Lagos has some of the worst traffic jams in the world, due largely to its island-locked financial hub and exponential population growth. To put things in perspective, the city has more than twice the population as New York City but roughly the same land area.
"Everyone hates commuting, but there are no solutions," Sanders tells Tech Insider. "The only way to get around traffic is to literally go above it."
Take a look.
SkyTran opened a 900-foot test station on the campus of Israel Aerospace Industries near Tel Aviv in late 2015. By the end of 2016, it will start construction of a 25-mile track in Lagos (An exact route in the city has not yet been planned).
Developed by Doug Malewicki, an engineer at NASA's Ames Research Center, the 300-pound pods use magnets to hang from slender rails.
NASA and SkyTran designed four different types of steel and aluminum pods: one that seats two people, one that seats four, one for the disabled, and one for larger cargo. Here's the latest prototype:
SkyTrans' aluminum rail levitates with help from gravity, a magnet, and a short burst of electricity. Once the pod reaches 10 mph, it continues to glide and accelerate without any additional power. Skytran uses the same amount of electricity as two hair dryers, Sanders says.
It's capable of traveling 155 mph, but the pods in Lagos will likely travel 45 to 65 mph to start, Sanders says. Based on need, the city may increase the system's speed.
The company says it will only cost about $13 million per mile to build, whereas a subway system can cost at least $160 million for the same distance.
The tracks could run through universities and offices in Lagos, Sanders says. The small stations could even be built in apartment lobbies.
Like normal public transportation, SkyTran could have stations around the city. Sanders estimates that a pod ride would cost only slightly more than Lagos trains.

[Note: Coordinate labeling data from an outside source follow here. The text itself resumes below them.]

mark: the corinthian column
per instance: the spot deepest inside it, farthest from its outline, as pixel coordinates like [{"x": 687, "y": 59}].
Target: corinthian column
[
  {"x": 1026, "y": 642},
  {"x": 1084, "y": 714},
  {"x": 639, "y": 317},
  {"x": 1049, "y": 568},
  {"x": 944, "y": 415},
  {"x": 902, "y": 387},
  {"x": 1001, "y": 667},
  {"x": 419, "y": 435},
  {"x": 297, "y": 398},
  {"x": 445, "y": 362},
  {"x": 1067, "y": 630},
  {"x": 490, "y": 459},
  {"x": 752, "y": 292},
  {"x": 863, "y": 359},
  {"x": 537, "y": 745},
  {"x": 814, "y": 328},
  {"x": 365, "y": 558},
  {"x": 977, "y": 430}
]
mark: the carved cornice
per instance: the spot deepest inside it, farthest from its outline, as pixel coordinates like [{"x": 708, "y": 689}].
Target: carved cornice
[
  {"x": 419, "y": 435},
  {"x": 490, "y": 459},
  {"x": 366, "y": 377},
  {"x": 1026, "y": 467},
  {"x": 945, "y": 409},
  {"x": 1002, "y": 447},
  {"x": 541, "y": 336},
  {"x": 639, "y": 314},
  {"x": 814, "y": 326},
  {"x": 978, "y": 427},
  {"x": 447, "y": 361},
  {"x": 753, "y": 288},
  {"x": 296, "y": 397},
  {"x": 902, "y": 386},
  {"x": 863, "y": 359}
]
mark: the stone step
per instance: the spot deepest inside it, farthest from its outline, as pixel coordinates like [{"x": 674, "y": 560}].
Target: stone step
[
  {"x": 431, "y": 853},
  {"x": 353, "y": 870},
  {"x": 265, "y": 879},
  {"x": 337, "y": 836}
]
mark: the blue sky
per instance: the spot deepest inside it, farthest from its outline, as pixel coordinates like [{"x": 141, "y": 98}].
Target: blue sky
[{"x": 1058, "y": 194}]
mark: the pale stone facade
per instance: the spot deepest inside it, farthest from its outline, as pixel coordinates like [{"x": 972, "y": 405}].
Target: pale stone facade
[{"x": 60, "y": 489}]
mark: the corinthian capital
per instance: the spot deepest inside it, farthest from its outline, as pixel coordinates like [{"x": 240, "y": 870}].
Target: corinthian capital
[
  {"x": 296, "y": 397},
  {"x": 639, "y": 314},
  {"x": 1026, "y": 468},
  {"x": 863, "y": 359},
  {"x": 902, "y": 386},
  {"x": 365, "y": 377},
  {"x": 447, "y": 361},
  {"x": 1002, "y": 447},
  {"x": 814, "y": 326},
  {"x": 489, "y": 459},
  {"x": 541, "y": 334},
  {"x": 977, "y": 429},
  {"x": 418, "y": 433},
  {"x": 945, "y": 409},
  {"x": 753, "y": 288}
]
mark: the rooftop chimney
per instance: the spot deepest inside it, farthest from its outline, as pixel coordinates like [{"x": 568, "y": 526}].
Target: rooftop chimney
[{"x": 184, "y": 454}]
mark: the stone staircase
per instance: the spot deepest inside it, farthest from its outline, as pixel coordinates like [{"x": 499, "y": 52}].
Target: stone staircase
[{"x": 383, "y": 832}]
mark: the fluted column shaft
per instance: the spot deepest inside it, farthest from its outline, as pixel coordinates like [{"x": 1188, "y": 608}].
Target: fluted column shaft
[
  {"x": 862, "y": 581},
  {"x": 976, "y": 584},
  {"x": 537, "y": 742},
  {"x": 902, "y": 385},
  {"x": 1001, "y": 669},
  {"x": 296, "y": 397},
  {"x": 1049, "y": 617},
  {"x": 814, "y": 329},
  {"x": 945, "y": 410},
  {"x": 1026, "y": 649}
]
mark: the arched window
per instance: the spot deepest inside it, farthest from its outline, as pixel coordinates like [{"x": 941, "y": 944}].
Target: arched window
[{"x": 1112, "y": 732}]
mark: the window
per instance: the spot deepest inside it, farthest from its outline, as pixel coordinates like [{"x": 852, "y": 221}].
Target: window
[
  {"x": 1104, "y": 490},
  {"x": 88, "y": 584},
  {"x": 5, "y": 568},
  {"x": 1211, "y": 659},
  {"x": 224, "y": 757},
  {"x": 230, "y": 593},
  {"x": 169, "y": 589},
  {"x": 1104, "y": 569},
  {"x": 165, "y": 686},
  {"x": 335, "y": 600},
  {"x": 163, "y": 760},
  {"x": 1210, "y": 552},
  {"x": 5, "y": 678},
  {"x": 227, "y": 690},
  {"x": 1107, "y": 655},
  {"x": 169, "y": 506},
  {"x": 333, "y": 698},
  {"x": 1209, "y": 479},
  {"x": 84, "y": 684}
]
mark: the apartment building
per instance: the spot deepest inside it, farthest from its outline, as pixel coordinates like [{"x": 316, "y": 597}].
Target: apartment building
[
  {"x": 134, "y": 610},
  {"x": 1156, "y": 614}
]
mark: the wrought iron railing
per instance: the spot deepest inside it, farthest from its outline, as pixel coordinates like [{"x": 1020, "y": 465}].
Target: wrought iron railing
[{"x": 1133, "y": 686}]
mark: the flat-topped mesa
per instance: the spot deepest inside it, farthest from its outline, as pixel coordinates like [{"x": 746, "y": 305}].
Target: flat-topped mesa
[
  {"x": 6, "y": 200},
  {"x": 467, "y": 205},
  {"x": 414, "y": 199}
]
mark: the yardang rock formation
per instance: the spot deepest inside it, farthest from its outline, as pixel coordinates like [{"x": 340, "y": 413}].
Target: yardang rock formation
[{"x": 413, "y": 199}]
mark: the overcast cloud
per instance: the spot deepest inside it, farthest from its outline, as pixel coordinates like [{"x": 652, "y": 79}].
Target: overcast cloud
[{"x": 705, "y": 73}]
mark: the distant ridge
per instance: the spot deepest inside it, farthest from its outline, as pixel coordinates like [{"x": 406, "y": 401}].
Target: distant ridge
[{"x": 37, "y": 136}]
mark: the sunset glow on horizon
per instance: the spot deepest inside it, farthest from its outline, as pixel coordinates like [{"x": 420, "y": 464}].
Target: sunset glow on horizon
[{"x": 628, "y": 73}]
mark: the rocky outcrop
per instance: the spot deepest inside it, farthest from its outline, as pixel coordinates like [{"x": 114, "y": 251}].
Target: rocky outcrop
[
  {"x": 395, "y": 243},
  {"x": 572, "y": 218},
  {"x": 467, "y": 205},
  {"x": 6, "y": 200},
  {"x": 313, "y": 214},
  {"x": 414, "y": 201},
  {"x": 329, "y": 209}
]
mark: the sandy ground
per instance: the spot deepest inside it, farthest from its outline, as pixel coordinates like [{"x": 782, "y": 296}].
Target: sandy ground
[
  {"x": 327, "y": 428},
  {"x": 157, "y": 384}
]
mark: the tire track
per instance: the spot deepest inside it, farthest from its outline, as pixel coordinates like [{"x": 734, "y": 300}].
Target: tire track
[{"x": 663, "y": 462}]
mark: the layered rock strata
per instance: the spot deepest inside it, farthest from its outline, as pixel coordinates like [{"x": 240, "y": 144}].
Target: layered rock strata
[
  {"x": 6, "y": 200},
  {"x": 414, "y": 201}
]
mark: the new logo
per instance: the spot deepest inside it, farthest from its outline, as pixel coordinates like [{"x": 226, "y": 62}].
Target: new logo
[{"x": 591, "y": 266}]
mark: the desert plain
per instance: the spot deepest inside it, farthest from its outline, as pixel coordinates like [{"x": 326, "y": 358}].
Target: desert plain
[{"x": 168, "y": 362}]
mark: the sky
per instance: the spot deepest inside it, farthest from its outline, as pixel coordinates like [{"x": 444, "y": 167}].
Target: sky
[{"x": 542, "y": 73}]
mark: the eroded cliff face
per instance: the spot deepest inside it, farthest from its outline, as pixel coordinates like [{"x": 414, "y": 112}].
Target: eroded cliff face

To request a pod, riders enter their pick-up location and destination in the SkyTran app (assuming they have a smartphone). Unlike a typical light rail or subway system, SkyTran also won't have a schedule — Passengers will just get in the first pod that shows up.
SkyTran's system will then send passengers automatically to their destinations. If the pod needs to stop at a station, it will move to another rail so that the one behind it can pass. The pods theoretically never need to stop for traffic.
The company will spend the next few months planning the route and securing labor and supplies for construction. Sanders hopes to expand to other countries, like India, France, and the US within the next decade.
The ultimate goal is to make driving in cities history, Sanders says. "Countries can't afford to have people spend hours a day stuck in traffic." In congested cities, it may just be the transit alternative we need.